New Durham detention director aims to stem suicides

DURHAM, N.C. (WNCN) — The man now overseeing detention in Durham County wants to cut suicide behind bars.

Col. Anthony Prignano, 49, has been promoted to the Director of Detention Services at the Durham County Detention Facility. Prignano will oversee the Durham County Detention Facility and its 232 employees.

“Col. Prignano is working with an excellent staff that will benefit from his experience, training, and support,” said Sheriff Mike Andrews. “I’ve charged Col. Prignano with the daily assignment of making the detention facility better than it was the day before.”

Prignano joined the Sheriff’s Office in 1995 as a detention officer and quickly rose to several supervisory and management positions within the Agency.

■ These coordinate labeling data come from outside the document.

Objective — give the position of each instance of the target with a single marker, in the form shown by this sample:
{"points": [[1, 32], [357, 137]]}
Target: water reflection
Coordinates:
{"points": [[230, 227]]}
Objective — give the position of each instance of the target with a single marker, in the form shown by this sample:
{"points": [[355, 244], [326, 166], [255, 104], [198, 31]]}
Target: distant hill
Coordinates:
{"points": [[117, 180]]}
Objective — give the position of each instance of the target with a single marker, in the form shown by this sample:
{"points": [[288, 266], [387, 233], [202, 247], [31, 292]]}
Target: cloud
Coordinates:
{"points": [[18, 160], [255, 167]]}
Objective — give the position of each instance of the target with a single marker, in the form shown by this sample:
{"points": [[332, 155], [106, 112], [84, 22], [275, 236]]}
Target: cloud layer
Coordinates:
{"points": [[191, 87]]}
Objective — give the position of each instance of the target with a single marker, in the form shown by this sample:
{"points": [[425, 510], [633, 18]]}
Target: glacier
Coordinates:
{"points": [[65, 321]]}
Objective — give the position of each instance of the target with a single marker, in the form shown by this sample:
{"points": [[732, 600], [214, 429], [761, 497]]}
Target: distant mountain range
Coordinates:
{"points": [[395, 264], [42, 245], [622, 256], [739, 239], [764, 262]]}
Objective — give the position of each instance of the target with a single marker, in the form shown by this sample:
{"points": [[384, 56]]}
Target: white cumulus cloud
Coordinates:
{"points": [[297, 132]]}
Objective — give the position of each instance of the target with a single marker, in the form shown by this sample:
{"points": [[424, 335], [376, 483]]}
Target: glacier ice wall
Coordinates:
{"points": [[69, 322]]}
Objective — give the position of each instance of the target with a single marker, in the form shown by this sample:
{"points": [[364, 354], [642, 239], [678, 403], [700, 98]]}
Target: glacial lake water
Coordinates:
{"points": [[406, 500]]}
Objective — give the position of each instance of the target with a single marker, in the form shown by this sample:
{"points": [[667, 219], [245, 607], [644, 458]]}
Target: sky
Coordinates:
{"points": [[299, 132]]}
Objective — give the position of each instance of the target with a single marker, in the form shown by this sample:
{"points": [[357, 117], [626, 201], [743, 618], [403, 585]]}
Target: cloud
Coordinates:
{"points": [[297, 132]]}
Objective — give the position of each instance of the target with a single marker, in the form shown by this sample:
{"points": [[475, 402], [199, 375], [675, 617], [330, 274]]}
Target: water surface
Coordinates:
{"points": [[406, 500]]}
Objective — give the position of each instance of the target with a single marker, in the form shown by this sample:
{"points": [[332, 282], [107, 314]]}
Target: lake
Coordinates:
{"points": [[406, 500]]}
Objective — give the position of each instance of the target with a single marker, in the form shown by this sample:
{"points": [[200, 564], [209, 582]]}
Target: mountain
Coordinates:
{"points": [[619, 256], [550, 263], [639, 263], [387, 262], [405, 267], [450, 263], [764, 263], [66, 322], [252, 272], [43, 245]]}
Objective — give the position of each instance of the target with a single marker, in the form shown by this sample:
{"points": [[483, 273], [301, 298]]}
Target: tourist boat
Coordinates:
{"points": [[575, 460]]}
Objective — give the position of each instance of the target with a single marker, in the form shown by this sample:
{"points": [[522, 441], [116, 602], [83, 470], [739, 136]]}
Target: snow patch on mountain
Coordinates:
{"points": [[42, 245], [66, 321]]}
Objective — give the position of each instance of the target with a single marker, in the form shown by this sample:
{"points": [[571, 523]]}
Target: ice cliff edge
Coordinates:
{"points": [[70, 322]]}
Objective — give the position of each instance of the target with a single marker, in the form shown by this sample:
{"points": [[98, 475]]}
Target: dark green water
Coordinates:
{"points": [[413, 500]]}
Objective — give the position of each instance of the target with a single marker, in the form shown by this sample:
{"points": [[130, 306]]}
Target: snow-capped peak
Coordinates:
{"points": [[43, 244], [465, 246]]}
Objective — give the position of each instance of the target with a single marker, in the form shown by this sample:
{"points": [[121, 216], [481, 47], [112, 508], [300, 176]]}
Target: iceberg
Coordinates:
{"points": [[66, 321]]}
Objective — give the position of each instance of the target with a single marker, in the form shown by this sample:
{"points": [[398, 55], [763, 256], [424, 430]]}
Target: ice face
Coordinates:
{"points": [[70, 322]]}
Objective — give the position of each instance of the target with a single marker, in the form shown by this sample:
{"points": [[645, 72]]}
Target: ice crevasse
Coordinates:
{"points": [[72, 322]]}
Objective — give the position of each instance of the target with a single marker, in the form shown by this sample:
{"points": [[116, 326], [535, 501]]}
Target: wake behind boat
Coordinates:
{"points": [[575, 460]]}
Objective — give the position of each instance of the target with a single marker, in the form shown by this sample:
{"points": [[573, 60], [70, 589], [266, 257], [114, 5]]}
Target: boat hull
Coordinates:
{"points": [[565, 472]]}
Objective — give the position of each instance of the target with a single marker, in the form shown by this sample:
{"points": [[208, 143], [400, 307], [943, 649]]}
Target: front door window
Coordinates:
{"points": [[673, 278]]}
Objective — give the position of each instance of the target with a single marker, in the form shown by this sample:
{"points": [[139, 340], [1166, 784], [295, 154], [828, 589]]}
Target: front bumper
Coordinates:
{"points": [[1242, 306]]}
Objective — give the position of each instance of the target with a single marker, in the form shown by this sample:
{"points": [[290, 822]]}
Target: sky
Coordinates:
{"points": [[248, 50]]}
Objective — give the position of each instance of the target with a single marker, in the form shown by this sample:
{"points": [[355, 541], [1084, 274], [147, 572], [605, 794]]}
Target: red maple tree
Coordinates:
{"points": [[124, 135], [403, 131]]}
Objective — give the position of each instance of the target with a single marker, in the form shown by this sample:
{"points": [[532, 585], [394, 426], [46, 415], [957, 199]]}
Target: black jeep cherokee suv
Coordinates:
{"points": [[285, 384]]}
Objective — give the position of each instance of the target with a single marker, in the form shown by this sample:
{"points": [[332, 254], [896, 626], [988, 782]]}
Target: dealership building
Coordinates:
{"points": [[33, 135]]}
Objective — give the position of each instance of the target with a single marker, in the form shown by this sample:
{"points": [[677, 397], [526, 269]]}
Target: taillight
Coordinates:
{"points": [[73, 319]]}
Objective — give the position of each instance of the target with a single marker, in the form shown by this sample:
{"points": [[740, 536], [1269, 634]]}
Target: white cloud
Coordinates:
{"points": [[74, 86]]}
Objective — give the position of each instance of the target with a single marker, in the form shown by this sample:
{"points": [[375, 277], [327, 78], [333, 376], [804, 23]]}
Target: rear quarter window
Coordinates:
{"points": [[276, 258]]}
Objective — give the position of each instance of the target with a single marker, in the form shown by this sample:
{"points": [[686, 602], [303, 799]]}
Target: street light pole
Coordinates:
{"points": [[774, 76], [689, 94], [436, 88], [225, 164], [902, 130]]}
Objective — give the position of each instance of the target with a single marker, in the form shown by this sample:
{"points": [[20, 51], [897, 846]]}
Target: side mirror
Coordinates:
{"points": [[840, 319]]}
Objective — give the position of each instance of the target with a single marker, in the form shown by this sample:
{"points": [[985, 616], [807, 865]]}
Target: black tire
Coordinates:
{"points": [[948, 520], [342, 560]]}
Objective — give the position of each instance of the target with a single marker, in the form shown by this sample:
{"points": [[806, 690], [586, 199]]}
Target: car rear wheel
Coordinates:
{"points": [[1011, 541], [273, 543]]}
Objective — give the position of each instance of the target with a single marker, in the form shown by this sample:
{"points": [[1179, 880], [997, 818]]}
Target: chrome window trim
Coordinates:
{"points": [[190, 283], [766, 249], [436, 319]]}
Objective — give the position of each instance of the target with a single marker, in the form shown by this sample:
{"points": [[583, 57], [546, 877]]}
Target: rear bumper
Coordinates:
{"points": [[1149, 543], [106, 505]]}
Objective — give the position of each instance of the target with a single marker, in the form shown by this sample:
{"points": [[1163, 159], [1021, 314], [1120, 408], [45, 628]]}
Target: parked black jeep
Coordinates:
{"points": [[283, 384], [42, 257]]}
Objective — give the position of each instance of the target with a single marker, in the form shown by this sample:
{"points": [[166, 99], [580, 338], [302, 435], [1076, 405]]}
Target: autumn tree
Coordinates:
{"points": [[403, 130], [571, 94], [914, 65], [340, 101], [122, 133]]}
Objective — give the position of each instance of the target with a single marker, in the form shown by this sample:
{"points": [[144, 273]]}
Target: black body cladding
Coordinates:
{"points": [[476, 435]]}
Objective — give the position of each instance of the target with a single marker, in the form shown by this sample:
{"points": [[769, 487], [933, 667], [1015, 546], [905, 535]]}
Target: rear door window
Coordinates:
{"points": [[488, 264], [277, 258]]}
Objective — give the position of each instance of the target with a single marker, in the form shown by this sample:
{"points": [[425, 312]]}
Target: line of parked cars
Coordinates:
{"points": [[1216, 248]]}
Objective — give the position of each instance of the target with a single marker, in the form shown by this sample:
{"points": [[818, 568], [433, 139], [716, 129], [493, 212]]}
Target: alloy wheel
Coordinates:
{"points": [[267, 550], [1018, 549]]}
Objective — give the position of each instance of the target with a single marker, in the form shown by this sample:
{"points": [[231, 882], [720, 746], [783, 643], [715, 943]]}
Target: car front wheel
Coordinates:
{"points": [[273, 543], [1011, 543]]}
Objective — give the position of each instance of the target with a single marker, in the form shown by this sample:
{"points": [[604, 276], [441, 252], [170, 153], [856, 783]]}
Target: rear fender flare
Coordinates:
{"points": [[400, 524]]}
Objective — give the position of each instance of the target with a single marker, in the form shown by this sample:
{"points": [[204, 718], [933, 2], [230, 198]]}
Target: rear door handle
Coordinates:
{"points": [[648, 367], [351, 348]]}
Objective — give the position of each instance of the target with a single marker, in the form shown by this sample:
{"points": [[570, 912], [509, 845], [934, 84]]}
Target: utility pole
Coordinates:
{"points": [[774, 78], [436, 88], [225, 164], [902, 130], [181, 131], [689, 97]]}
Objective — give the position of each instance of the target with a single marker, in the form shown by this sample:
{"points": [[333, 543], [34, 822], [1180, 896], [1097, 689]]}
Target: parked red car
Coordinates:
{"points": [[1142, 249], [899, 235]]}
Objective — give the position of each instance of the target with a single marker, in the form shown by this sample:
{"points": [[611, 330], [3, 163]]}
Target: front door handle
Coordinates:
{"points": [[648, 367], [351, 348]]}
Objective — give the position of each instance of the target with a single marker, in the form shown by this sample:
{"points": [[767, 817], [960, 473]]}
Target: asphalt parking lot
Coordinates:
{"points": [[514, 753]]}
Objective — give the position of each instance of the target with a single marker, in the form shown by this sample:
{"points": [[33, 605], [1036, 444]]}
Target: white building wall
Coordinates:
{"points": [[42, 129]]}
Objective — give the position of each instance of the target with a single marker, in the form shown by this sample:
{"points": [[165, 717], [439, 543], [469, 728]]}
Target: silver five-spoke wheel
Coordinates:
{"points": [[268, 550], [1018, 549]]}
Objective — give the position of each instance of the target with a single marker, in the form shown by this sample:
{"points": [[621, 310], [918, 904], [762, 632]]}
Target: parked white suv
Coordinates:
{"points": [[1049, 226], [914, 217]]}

“I’m eager to return to the place where I got my start at the Sheriff’s Office,” said Prignano. “Providing detention services is a great responsibility and an honorable profession.”


He says he’s ready to tackle challenges at the jail.

“I see each step as an opportunity to improve,” he said.

One priority on Prignano’s list of improvements is preventing future in-custody suicides.

In March, Uniece Fennell, 17, died in her cell.

The Sheriff’s Office says she was found hanging from a bed sheet attached to a window.

“In the cells, if you would, there was an opportunity to use certain parts of that cell to assist in suicides,” said Prignano. “So, we are covering up, using some grates”

After Fennell’s death, her family called for change.

“This has to stop,” said Tarshella Fountain, Fennell’s sister. “Suicides. Abuse.”

Prignano says it’s a priority to make sure every cell in the facility is modified with new vents, and adding a back covering on windows to prevent sheets from hanging.

Seventy-two cells have been modified.

“Looking at the overall picture, regardless, you always want to say, ‘Ok, where are my weak spots, where can I improve, and where can I do things better,’” he said.

Prignano says he plans to move forward with bringing mental health pods to the jail.

Prignano was among several applicants who participated in a screening process conducted by an independent consultant firm. The search committee consisted of corrections experts, former jailers, and community members. They reviewed each application, conducted interviews, and made a recommendation to the Sheriff.